Man würde sich nicht wundern, wenn das Logo der Bank of Tokyo in goldenen Lettern über dem gedrungenen Tor prangen würde, das per Haus-im-Haus-Effekt den Eingang zum Aufgang abgibt. Wer durch den im gleichen Granit gestreiften Schacht nach oben steigt, kann von weißen Balkons aus auf das makellose Ambiente des Eingangsbereichs zurücksehen.

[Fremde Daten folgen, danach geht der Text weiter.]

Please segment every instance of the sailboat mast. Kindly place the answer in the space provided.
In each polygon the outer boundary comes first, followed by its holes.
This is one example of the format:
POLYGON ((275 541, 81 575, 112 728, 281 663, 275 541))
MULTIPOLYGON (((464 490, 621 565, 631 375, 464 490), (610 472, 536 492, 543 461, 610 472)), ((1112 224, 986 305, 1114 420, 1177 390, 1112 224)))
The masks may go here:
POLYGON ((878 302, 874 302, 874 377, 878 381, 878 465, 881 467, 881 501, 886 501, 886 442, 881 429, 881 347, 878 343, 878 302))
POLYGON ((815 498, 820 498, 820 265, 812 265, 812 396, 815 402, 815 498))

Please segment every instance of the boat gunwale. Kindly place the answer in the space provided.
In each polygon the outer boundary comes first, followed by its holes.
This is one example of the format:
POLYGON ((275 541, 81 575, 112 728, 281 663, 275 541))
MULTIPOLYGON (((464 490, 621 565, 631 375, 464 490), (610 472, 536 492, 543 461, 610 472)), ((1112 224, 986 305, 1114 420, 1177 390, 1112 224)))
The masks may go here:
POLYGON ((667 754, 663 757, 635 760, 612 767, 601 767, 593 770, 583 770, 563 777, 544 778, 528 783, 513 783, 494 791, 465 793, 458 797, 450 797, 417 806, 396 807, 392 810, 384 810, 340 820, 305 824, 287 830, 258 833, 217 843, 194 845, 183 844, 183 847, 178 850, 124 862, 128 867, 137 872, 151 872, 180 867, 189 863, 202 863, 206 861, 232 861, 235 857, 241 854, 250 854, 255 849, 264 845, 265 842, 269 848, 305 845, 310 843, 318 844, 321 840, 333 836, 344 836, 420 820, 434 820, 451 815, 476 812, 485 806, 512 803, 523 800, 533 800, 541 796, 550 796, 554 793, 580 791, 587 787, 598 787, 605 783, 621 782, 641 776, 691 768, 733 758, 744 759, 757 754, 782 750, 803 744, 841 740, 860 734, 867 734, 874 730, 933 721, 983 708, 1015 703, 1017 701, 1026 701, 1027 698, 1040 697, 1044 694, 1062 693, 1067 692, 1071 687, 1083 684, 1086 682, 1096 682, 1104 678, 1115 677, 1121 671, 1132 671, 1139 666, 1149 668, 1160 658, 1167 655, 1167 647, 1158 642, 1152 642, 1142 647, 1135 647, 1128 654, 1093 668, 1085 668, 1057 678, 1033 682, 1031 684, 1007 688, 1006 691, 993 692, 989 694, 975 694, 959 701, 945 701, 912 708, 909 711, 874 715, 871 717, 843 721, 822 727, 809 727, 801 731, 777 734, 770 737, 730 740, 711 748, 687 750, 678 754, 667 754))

Die Galerien des Museums sind ernüchternd im Vergleich. Die niederste, mit der permanenten Sammlung, ist die gelungenste, weil sie entlang der Museumsfront eine oberlichtbeschienene Enfilade bietet, eine Folge mittig geöffneter Räume, deren Kunst sich symmetrisch gegenüberhängt. Die Ruhe eines klassischen Museums tritt dennoch nicht ein, weil die Wände technische Raumteiler sind, die über dem zu bleichen Parkettboden eine dunkle Ritze lassen.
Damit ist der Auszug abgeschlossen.